Bad treatment


To the Editor:

This is a copy of a letter to the Oak Bluffs selectmen.

As a taxpayer in Oak Bluffs, I write concerning another episode in the rude behavior history of health agent Shirley Fauteux and an encounter with her at the first morning of children’s camp at the Featherstone. While certainly not the first unpleasant encounter I’ve had with Ms. Fauteux over the years, it is the first time her nasty attitude, curt tone, and thoroughly unfriendly behavior reached my three-year-old son.
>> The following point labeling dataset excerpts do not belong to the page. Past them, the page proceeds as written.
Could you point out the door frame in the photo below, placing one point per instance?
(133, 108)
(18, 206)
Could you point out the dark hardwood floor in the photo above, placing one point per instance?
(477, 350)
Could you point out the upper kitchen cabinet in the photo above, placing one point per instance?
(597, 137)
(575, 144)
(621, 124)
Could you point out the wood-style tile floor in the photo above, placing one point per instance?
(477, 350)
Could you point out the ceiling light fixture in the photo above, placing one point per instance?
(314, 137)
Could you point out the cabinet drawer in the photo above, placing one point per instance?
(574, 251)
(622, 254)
Upon entering the camper’s room, she greeted parents with the attitude that our children were about to be processed into a state prison, rather than a day camp on the Island. After ripping the sign-in sheet out from under me, she first demanded to know who he (my son) was and where were his shot records. After a review of the records that afforded him entry into pre-school in Vineyard Haven last winter, as well as summer programs and a day camp in Edgartown last week, I was told a particular shot record on physician’s stationery was not acceptable. She then proclaimed that my son could not stay. I told her how unfriendly she was acting and left.

In the parking lot, I was approached by another couple from Connecticut who had tried to enroll their child in the same program and received the same treatment from Ms. Fauteux. They were almost speechless and equally appalled at Ms. Fauteux’s behavior.

It’s almost unbelievable the selectmen of Oak Bluffs continue to allow an employee and a representative of their town to rack up so many complaints over the years without repercussions. I’m quite sure this too will end up in what can only be imagined as a very big pile of complaint letters under her desk.

I have zero problems with Shirley Fauteux doing her job, even when that means my kid doesn’t get into camp without the proper records. However, it’s about time selectman put some weight on how she does her job in a destination that prides itself and depends upon a reputation as a friendly and special place for children and families. In this case, she failed as a health agent, she failed as a representative of Oak Bluffs, and she failed miserably to even try to be a decent person.